Здесь по справедливости следует сделать одно отступление. В очерке-рассказе «Золотое зерно», опубликованном «Нашим современником», Владимир Солоухин пишет: «После Собинова, о котором мы уже не стесняемся говорить – великий, у нас два тенора выходят из ряда так решительно и далеко, что другие, тоже замечательные тенора остаются все же внизу и сзади. Если время в течение ближайших лет не произведет какого-нибудь уникума, который затмит все и вся, то эти певцы – Лемешев и Козловский – так и будут представляться нам среброголовыми великаньими вершинами в ряду пусть высоких, но не достигающих все же оледенелой, незыблемой славы гор».
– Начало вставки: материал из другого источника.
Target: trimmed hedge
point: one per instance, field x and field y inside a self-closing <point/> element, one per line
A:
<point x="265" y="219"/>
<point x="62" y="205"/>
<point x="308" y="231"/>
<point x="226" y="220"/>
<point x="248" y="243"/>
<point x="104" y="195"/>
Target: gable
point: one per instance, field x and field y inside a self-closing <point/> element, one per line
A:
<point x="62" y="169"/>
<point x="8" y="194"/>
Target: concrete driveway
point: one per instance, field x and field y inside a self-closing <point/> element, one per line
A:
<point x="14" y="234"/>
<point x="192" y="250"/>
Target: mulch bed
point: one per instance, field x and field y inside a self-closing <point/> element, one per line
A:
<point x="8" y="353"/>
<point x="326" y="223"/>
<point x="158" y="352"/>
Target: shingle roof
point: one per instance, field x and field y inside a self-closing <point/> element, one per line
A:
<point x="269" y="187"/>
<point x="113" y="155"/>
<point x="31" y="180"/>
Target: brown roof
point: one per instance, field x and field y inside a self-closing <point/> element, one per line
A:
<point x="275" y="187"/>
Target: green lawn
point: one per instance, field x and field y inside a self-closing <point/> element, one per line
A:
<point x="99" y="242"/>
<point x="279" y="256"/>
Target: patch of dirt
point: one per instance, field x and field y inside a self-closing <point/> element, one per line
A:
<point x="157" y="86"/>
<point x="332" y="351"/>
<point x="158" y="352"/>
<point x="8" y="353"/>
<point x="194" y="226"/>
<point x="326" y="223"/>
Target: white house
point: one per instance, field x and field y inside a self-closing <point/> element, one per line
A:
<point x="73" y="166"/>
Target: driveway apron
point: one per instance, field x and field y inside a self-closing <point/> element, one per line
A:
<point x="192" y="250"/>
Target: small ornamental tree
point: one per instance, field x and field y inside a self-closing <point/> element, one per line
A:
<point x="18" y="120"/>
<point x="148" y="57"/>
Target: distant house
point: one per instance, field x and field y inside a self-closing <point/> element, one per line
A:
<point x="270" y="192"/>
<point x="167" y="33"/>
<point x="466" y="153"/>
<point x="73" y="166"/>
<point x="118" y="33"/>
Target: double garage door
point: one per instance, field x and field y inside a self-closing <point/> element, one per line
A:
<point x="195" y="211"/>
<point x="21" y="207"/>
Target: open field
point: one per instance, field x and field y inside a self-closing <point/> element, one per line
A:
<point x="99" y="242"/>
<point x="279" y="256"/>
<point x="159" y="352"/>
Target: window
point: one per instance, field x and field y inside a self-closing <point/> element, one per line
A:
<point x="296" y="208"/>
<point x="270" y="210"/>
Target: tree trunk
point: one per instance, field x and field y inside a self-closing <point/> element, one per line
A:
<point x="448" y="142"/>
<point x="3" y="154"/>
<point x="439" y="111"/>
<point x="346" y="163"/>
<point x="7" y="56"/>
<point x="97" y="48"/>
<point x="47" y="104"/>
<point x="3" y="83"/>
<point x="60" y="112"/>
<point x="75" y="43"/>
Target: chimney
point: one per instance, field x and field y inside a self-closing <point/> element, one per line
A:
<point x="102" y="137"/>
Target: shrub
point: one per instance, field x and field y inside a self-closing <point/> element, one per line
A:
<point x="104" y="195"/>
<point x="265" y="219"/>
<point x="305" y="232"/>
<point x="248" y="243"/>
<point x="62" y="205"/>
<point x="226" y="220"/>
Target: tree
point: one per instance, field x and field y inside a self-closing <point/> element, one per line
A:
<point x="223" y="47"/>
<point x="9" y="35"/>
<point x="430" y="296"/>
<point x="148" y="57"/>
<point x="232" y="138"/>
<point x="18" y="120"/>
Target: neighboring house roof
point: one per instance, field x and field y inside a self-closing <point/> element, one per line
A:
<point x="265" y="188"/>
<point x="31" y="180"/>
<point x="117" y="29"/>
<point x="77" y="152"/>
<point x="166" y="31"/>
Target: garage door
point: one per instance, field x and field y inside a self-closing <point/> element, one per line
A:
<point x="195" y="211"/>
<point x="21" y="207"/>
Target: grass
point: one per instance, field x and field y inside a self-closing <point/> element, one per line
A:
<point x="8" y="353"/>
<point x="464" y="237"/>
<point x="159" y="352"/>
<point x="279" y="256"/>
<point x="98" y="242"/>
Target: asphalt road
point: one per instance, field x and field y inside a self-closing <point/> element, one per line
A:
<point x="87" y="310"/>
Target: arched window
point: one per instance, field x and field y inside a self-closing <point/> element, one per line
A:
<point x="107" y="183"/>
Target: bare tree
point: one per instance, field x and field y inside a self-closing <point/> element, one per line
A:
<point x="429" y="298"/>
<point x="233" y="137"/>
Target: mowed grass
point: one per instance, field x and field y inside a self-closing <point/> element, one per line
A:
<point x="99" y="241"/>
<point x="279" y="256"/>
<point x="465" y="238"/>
Когда Лемешев пришел в Большой театр, там царил Иван Семенович Козловский. В своей прекрасной автобиографической книге Лемешев пишет о том глубоком уважении и восхищении, которые всегда испытывал к старшему товарищу по сцене, – разница в годах была невелика, но Козловский много раньше пришел в Большой театр и уже завоевал широчайшее признание. С приходом Лемешева началось двоевластие. Они очень разные во всем, эти два замечательных певца. Козловский, обладатель большого голоса, который он умел тщательно беречь, великолепно поставленного дыхания, гарантирующего непомерные верха, похоже, не стремился (за одним-единственным исключением, о котором – чуть ниже) к созданию сценического образа. Он всегда оставался Иваном Семеновичем Козловским – голос был прекрасен сам по себе, и артист не слишком заботился о музыкальной характеристике персонажа: лилось расплавленное серебро, а из чьей груди – Альфреда, Рудольфа, Синодала – какая разница? Порой казалось, что он и вообще всех их презирает. Но было одно исключение – до слез пронзительный образ Юродивого («Борис Годунов»), с закатившимися, полубезумными глазами, с доброй, расслабленной и страшной, как рок, улыбкой: Николка в железной шапке, у которого отняли копеечку, бросает царю Борису в глаза ужасную правду, а затем его потрясающий стон вплетается в голос народной боли. Этот образ был органически близок Козловскому, человеку Божьему, – его хлебом не корми, дай попеть в храме, полюбоваться иконой древнего письма, с другой стороны, заковыристому, шутейному – он обожает двусмысленность капустников, розыгрыши, маскарады, всякую затейщину, и наконец, чрезвычайно приверженному русской истории, культуре, искусству. И наверное, изящные герои Верди, Пуччини, Гуно не слишком вдохновляли его в плане драматическом, достаточно того, что он уделял им свой чарующий голос... Очень сильная индивидуальность, он не считал нужным подчинять себя тому, что не вызывало у него такого мощного ответного движения, как уникальный образ Юродивого. Ему он откликнулся всей своей глубинной сутью, а лирическим красавцам – нет. Он был великолепным Лоэнгрином, чему способствовала статуарность неземного образа посланца святого Грааля. Талант Козловского не столько лирического, сколько эпического плана.
Мягкая, податливая, не склонная к постоянному самоутверждению натура Лемешева и большой драматический дар позволяли ему легко и радостно перевоплощаться в самых разных героев: от романтического Дубровского до смешного поповича Афанасия Ивановича в «Сорочинской ярмарке». Он любил и умел играть, недаром уже в старости с огромным успехом выступил в роли царя Берендея, но не в опере, как прежде, а как драматический актер в пьесе-сказке Островского.